The spinneret dimensions were the same as those used in Example 3, Sample G, except that the length (O) of the radial spokes was 0.305 mm (0.0120 inches) and the length (Q) of the inner spokes was 1.78 mm (0.0700 inches). The quench air flow rate was 0.67 m/sec (2.2 feet/second) and the quench air temperature was 10°C. The filaments were treated with spin finish, drawn with a feed roll rotating at 868 mpm (949 yards/minute), and drawn at a draw ratio of 2.7 with a pair of draw rolls heated to 184°C. After drawing, the heated filaments were passed through a hot air jet bulking process (220°C) of the type described by Breen and Lauterbach in U.S. Patent No. 3,186,155. The fineness of the bundle was 1370 dtex (1235 denier) and that of each filament was 21 dtexpf (19 dpf).

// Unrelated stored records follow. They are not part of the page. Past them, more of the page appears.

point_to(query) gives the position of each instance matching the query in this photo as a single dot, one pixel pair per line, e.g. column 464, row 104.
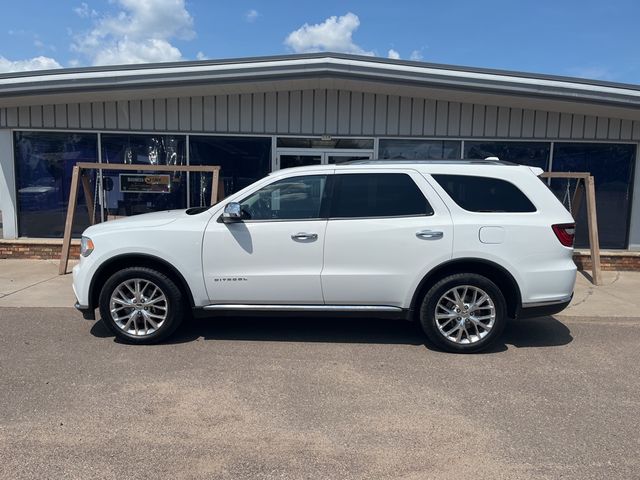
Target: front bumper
column 543, row 309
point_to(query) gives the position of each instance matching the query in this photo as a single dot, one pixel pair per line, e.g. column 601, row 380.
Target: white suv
column 460, row 246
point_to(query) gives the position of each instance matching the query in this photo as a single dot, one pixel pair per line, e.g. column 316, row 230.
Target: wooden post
column 88, row 197
column 594, row 243
column 71, row 208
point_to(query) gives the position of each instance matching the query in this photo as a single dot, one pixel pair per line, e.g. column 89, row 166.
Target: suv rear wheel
column 141, row 305
column 463, row 313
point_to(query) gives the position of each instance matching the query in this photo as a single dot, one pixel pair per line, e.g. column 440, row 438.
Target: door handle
column 430, row 234
column 304, row 236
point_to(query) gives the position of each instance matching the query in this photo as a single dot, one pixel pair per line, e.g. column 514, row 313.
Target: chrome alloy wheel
column 465, row 314
column 138, row 307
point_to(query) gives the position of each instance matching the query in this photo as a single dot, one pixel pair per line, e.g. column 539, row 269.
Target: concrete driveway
column 316, row 398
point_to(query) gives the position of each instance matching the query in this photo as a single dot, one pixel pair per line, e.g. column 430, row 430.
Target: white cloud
column 84, row 11
column 140, row 32
column 35, row 63
column 393, row 54
column 416, row 55
column 334, row 34
column 252, row 15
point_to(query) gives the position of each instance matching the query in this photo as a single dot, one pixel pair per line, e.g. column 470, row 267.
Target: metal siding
column 344, row 109
column 355, row 126
column 477, row 129
column 417, row 116
column 209, row 114
column 36, row 116
column 60, row 114
column 24, row 117
column 306, row 122
column 148, row 117
column 283, row 112
column 602, row 128
column 442, row 118
column 110, row 115
column 590, row 127
column 553, row 124
column 245, row 112
column 184, row 114
column 614, row 129
column 197, row 114
column 490, row 121
column 429, row 118
column 502, row 128
column 234, row 113
column 466, row 119
column 257, row 113
column 173, row 116
column 319, row 111
column 331, row 127
column 393, row 115
column 577, row 127
column 625, row 130
column 566, row 119
column 222, row 118
column 85, row 116
column 73, row 115
column 270, row 107
column 528, row 121
column 540, row 126
column 515, row 123
column 97, row 112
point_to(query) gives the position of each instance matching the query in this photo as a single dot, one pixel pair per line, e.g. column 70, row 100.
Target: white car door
column 274, row 255
column 386, row 230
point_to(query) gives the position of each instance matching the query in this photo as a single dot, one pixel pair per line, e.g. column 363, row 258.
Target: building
column 255, row 115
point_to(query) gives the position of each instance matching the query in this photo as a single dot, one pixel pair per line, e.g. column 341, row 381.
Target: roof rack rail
column 391, row 161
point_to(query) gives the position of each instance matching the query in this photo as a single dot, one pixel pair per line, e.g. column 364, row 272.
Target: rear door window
column 485, row 194
column 362, row 195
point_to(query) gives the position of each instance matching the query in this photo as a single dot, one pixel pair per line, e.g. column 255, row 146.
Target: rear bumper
column 543, row 309
column 88, row 313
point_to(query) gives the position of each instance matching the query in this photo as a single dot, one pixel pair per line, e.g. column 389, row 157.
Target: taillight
column 565, row 233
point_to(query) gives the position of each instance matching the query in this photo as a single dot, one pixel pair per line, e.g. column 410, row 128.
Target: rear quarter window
column 485, row 194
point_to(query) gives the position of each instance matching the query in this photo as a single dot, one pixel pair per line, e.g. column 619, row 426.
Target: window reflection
column 612, row 168
column 398, row 149
column 243, row 160
column 44, row 167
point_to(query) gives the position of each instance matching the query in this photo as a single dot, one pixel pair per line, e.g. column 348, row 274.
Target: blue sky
column 592, row 39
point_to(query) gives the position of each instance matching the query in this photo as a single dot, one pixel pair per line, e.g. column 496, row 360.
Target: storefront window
column 396, row 149
column 243, row 160
column 612, row 168
column 44, row 166
column 123, row 194
column 534, row 154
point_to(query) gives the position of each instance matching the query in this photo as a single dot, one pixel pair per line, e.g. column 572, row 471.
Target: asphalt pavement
column 316, row 398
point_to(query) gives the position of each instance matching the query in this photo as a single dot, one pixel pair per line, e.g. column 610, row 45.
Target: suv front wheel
column 141, row 305
column 463, row 313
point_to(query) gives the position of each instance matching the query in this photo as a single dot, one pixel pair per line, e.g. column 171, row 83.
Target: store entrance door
column 287, row 158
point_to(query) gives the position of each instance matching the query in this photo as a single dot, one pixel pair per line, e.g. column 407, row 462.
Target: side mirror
column 232, row 213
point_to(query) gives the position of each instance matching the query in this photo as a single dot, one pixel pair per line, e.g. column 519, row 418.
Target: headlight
column 86, row 246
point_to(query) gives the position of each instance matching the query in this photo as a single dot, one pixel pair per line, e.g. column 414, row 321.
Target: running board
column 305, row 308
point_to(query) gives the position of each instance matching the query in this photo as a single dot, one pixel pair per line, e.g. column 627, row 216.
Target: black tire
column 428, row 314
column 174, row 304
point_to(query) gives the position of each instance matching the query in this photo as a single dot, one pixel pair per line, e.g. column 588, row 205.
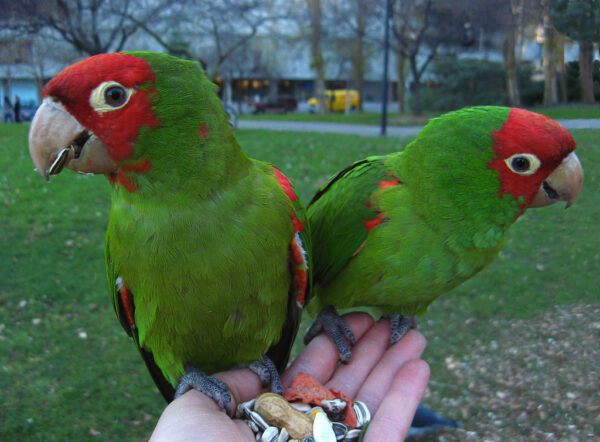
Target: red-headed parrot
column 206, row 249
column 397, row 231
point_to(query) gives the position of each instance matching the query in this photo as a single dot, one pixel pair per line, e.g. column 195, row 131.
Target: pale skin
column 390, row 381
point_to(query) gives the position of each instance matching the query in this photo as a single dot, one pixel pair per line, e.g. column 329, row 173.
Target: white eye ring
column 98, row 97
column 523, row 163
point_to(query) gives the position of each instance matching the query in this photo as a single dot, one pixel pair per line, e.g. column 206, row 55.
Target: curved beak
column 58, row 140
column 564, row 184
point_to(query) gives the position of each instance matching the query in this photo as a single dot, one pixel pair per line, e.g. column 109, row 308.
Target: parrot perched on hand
column 397, row 231
column 207, row 250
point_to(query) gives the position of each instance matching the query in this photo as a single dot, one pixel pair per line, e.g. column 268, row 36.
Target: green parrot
column 207, row 250
column 397, row 231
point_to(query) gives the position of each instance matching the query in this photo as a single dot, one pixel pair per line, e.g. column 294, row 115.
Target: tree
column 352, row 18
column 552, row 49
column 206, row 31
column 420, row 28
column 90, row 27
column 318, row 62
column 580, row 21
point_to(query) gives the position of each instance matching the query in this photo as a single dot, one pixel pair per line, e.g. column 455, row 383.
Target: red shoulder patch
column 285, row 184
column 127, row 301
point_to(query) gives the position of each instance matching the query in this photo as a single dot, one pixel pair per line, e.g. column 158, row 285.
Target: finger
column 320, row 357
column 392, row 420
column 243, row 385
column 374, row 389
column 194, row 413
column 365, row 355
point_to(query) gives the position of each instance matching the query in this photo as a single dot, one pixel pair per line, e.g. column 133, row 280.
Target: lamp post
column 386, row 47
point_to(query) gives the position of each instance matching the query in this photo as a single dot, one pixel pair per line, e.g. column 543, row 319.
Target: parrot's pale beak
column 564, row 184
column 56, row 140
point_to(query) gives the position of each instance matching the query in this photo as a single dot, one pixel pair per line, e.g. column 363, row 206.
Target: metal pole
column 386, row 47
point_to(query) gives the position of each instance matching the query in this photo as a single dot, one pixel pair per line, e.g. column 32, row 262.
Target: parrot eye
column 115, row 96
column 109, row 96
column 523, row 163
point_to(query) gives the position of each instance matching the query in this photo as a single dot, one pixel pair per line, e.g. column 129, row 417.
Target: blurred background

The soil resistance was satisfactory and the glitter was comparable to that of Sample G in Example 3. The cross sections of the filaments in this example appeared more rectangular than those in Sample G, Example 3. This is due to the difference in processing conditions, particularly the difference in polymer RV.

Claims (8)

1. A continuous filament comprising a thermoplastic synthetic polymer and having a solid axial core and four substantially equidistant continuous non-circular voids, a void content of about 6% to 25% and a four-sided cross-sectional contour, each void being centered on substantially one side of the contour, characterized in that small convex or concave curves are present along the sides of the four-sided cross-sectional contour. 2. A continuous filament comprising a thermoplastic synthetic polymer and having a solid axial core and four substantially equidistant continuous circular voids, a void content of about 6% to 25% and a four-sided cross-sectional contour, each void being substantially centered on one side of the contour, characterized in that small convex or concave curves are present along the sides of the four-sided cross-sectional contour. 3. A continuous filament comprising a thermoplastic synthetic polymer and having a solid axial core and four substantially equidistant continuous triangle-like voids, a void content of about 6% to 25% and a quadrilateral cross-sectional contour with the apex of each void directed toward the central longitudinal axis of the core and the base of each void substantially centered on one side of the contour, characterized in that small convex or concave curves are present along the sides of the quadrilateral cross-sectional contour. 4. Continuous filament according to claim 1, 2 or 3, wherein the voids have substantially equal dimensions. 5. Continuous filament according to claim 1, 2 or 3, wherein the polymer is selected from the group consisting of polyolefins, polyamides and polyesters. 6. Continuous filament according to claim 5, wherein the polymer is polypropylene. 7. The continuous filament of claim 5, wherein the polymer is nylon 66. 8. Continuous filaments according to claim 5, in which the polymer is polyethylene terephthalate.